E non sono da meno le iniziative portate avanti dall'unione di un ulteriore ateneo, UNIMORE, ossia l'Università di Modena e Reggio Emilia, con il gruppo EWMD (European Women's Management Development), che hanno dato vita al progetto Ragazze Digitali ormai da diversi anni e che operano in cooperazione con le classi di liceo del territorio modenese e reggiano. L'obiettivo è quello sia di coinvolgere i giovani durante il loro periodo di frequenza degli anni di liceo, sia di introdurre maggiormente le figure femminili sin dalla giovane età al settore videoludico, per cercare di annullare lo stereotipo che guarda da vicino ragazze e videogames e introdurre al contempo più persone in grado di osservare questo ambiente e i suoi prodotti con occhio professionale e quindi più critico.

L'Italia s'è desta

Come avrete notato, non abbiamo citato alcuna istituzione o università estera in questo pezzo, al fine di dimostrare non solo che il rapporto tra università, istituzioni e videogiochi esiste e non è utopico, ma che si sta sempre più consolidando, anche nel nostro Paese. Finalmente si sta convalidando sempre più l'idea secondo la quale anche questi prodotti non sono solo "mera" parte del settore dell'intrattenimento, scalzando l'idea che siano "pura perdita di tempo", o passione fine a se stessa.

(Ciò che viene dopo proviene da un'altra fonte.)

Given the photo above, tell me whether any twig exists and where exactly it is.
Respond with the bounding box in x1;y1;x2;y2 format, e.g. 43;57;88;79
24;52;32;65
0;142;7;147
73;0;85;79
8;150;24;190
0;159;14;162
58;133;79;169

Il videogioco ha tanto da dimostrare, non solo per le tecniche di realizzazione e lo storytelling che diventano sempre più complessi, spettacolari, d'effetto, ma anche per i temi che sono in grado di affrontare. Tutti buoni, anzi ottimi, motivi per introdurre a gran forza e a viva voce le discipline atte a sviluppare tali prodotti in via ufficiale anche in atenei e accademie concepite ad hoc. L'Italia, oltre al mondo, non sembra più così assopita come un tempo. Ad maiora.